In order to more clearly illustrate the technical solutions of the embodiments of the present invention, the drawings needed to be used in the description of the embodiments are briefly introduced below, and it is obvious that the drawings in the following description are only some embodiments of the present invention, and it is obvious for those skilled in the art to obtain other drawings based on the drawings without creative efforts.
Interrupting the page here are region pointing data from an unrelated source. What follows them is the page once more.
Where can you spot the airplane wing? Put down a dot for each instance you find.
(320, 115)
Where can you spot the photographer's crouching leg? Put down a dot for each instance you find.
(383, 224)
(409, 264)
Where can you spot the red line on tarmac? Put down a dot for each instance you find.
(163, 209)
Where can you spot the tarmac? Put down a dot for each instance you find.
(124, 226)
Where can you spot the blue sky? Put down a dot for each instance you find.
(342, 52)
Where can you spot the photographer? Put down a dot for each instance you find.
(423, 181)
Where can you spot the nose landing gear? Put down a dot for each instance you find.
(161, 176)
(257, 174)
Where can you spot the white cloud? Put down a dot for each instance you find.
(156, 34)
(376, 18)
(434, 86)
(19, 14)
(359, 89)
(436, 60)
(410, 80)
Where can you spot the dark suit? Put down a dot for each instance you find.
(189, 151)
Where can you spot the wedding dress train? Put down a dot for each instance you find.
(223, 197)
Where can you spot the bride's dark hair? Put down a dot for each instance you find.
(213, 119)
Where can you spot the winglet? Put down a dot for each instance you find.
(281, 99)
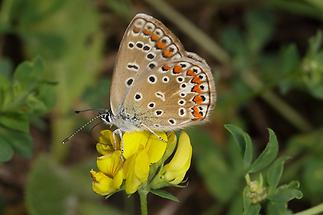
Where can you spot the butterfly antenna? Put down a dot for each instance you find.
(90, 109)
(81, 128)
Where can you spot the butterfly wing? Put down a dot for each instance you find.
(137, 52)
(173, 88)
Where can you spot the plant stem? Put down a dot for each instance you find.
(143, 201)
(191, 30)
(314, 210)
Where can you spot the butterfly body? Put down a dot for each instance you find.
(156, 84)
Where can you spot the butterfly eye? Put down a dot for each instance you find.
(181, 102)
(165, 79)
(180, 79)
(172, 121)
(150, 56)
(196, 70)
(152, 79)
(182, 94)
(129, 82)
(181, 112)
(159, 112)
(152, 65)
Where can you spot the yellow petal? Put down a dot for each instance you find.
(101, 183)
(156, 147)
(133, 141)
(110, 164)
(181, 160)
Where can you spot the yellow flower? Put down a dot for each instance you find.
(110, 175)
(141, 149)
(174, 172)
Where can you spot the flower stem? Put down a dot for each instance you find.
(143, 201)
(314, 210)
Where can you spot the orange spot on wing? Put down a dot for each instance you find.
(190, 73)
(160, 44)
(196, 89)
(177, 69)
(136, 29)
(146, 32)
(154, 37)
(196, 80)
(196, 113)
(198, 99)
(167, 53)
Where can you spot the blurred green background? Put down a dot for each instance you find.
(57, 56)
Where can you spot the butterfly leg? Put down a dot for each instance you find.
(118, 133)
(154, 133)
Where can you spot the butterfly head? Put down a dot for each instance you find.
(106, 116)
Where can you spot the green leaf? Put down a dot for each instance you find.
(21, 143)
(244, 143)
(274, 208)
(217, 174)
(94, 208)
(268, 155)
(6, 150)
(275, 172)
(47, 191)
(285, 193)
(164, 194)
(313, 176)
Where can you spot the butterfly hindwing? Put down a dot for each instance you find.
(156, 82)
(145, 42)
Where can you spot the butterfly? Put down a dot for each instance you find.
(156, 84)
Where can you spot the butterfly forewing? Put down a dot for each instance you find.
(145, 42)
(157, 82)
(172, 95)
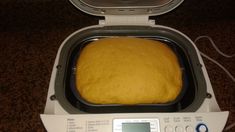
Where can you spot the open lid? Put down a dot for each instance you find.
(126, 7)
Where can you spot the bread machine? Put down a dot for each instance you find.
(196, 110)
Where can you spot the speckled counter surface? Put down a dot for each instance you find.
(32, 31)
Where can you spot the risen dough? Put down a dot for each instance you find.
(127, 70)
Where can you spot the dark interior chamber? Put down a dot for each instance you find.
(192, 94)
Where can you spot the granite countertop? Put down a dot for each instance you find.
(32, 31)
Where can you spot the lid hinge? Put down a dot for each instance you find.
(127, 20)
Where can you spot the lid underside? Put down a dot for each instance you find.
(126, 7)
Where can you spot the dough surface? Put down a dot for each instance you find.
(126, 70)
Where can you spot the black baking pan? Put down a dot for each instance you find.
(192, 94)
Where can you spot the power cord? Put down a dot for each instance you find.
(217, 63)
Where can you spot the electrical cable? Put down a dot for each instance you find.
(217, 63)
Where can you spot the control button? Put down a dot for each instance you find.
(169, 129)
(201, 128)
(189, 128)
(179, 129)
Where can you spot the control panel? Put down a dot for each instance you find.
(137, 122)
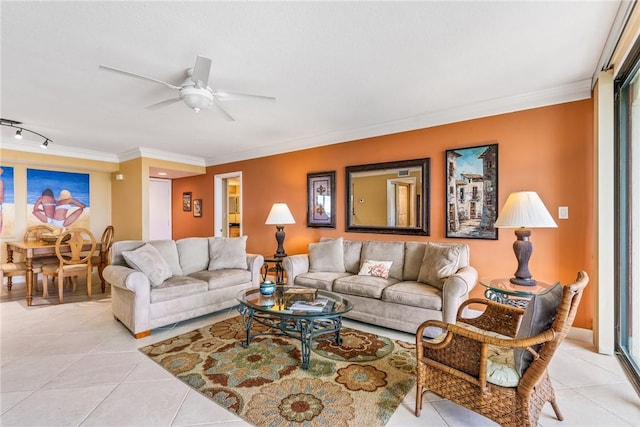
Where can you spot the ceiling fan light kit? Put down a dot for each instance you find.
(194, 90)
(196, 98)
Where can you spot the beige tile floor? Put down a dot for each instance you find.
(74, 365)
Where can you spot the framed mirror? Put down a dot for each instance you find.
(391, 198)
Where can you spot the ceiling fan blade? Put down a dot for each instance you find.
(216, 106)
(163, 103)
(138, 76)
(227, 95)
(200, 75)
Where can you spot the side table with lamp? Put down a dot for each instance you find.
(279, 215)
(523, 210)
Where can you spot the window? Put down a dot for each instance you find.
(627, 92)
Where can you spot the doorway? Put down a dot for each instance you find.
(159, 209)
(227, 215)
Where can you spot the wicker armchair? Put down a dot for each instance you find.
(456, 367)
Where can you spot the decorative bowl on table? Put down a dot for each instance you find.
(267, 288)
(53, 237)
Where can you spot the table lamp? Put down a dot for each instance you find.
(280, 215)
(522, 211)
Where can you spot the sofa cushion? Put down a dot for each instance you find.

Fig. 1 is a schematic diagram of a network attack detection apparatus based on deep learning according to an embodiment of the present invention;

fig. 2 is a frame diagram of a deep learning network attack detection module according to an embodiment of the present invention;

FIG. 3 is a schematic diagram of a training and testing phase provided by an embodiment of the present invention;

fig. 4 is a flowchart of a network attack detection method based on deep learning according to an embodiment of the present invention.

Detailed Description

The technical solutions in the embodiments of the present invention are clearly and completely described below with reference to the drawings in the embodiments of the present invention, and it is obvious that the described embodiments are only a part of the embodiments of the present invention, and not all embodiments. All other embodiments, which can be derived by a person skilled in the art from the embodiments of the present invention without making any creative effort, shall fall within the protection scope of the present invention.

The traditional network attack detection method needs to rely on professional knowledge and experience, has low detection accuracy and cannot effectively and timely respond to unknown attacks; although the accuracy rate of classifying known flow is high, the accuracy rate of detecting unknown attack is low, and two functions of classifying known type flow and detecting unknown attack flow cannot be realized at the same time, so that the practical application has certain limitation.
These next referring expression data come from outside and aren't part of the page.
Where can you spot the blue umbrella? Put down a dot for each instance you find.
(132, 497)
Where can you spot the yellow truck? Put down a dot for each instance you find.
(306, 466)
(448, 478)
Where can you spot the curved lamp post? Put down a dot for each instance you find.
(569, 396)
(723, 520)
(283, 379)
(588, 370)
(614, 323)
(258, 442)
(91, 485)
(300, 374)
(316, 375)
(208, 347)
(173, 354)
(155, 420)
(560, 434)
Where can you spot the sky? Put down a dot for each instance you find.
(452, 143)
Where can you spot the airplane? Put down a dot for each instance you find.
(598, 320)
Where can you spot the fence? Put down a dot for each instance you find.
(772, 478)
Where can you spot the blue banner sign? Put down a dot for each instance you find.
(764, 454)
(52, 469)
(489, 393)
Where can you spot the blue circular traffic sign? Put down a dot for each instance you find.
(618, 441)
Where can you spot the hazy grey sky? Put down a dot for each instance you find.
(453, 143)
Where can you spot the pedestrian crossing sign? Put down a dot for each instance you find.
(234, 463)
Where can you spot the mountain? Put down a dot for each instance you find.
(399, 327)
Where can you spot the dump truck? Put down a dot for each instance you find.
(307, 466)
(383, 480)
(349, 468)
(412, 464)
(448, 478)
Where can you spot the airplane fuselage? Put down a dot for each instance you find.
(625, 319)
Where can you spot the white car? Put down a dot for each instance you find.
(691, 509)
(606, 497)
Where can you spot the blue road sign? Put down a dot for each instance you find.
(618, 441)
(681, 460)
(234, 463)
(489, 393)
In view of this, embodiments of the present invention provide a network attack detection apparatus based on deep learning, after extracting expression features with more discriminative degrees from traffic to be tested by using a convolutional layer of a convolutional neural network, classifying the known traffic by using a full-link layer of the convolutional neural network, obtaining reconstruction features by using an automatic encoder, and detecting unknown attack traffic according to a size of a reconstruction error between the reconstruction features and the expression features, thereby achieving both classification of the known traffic and detection of unknown attack. In addition, the invention utilizes the Weibull distribution to calculate the probability of the detected flow belonging to the unknown attack, thereby improving the accuracy of the unknown attack detection.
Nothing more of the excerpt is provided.